U.S. attorney for the Southern District of New York, Preet Bharara, announced on Friday that his office is dismissing the charges against Michael Steinberg, former portfolio manager at SAC Capital, and six others who were accused of insider trading in 2013 after the U.S. Supreme Court declined to hear an appeal of a lower court decision throwing out a similar case.
“Today, this office will move to dismiss charges against Michael Steinberg, who was previously convicted at trial, and six co-operating witnesses who pled guilty, all in connection with the same insider trading scheme,” Bharara says in a statement.
The decision to dismiss the charges follows a U.S. Court of Appeals for the Second Circuit decision handed down earlier this year in U.S. v. Newman, Bharara says. Specifically, the appeal court overturned the convictions of a couple of hedge fund managers who had also been found guilty of insider trading. The court had found that the government failed to prove that the fund managers knew they were trading on inside information and that the source of that information benefited from the tips.
The government sought to appeal that ruling to the U.S. Supreme Court, arguing that the appeal court decision sets a new standard that “will result in significant harm — restricting enforcement of the securities laws against culpable actors, spurring fraudulent activity, undermining the necessary work of legitimate analysts, depriving the financial community of guidance on how to comply with the law, and decreasing public confidence in the securities markets.”
However, earlier this month, the U.S. Supreme Court declined to hear the case. As a result, the U.S. attorney has decided to drop the charges against Steinberg and others.Steinberg was found guilty of conspiracy to commit securities fraud and four counts of securities fraud after a five-week jury trial in 2013 amid allegations that he earned US$1.9 million in trading profits based on inside information about two technology stocks, Dell Inc. and Nvidia Corp.
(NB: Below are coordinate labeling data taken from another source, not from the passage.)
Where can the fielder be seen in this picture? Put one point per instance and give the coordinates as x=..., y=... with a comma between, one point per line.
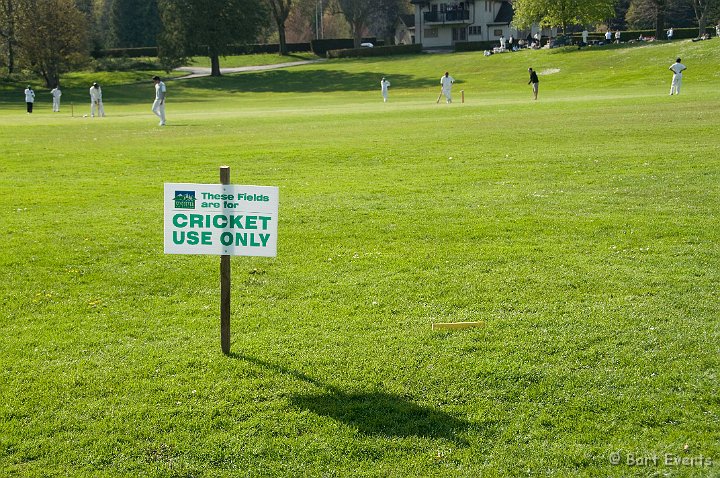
x=446, y=81
x=677, y=68
x=96, y=100
x=383, y=87
x=159, y=103
x=56, y=94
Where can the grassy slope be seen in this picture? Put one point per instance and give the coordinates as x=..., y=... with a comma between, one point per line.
x=583, y=229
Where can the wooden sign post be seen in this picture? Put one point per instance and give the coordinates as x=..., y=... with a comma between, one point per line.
x=225, y=220
x=225, y=283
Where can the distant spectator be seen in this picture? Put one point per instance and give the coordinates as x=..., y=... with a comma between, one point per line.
x=447, y=81
x=534, y=81
x=56, y=94
x=677, y=68
x=159, y=104
x=96, y=101
x=29, y=98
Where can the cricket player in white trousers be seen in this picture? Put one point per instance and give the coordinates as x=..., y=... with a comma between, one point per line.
x=446, y=81
x=677, y=68
x=56, y=94
x=159, y=103
x=383, y=87
x=96, y=100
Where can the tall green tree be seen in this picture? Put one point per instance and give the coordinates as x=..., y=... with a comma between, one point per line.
x=280, y=10
x=207, y=27
x=52, y=36
x=358, y=14
x=134, y=23
x=562, y=13
x=8, y=17
x=382, y=22
x=703, y=9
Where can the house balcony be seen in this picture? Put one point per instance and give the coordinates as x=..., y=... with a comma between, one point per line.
x=449, y=16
“After careful consideration of all of our prior insider trading prosecutions, insisting on maintaining guilty pleas in these cases would not be in the interests of justice,” Bharara says in the statement. “These prosecutions were all undertaken in good faith reliance on what this office and others, including able defence counsel for all those who pled guilty, understood to be the well-settled law before [the appeal court decision].”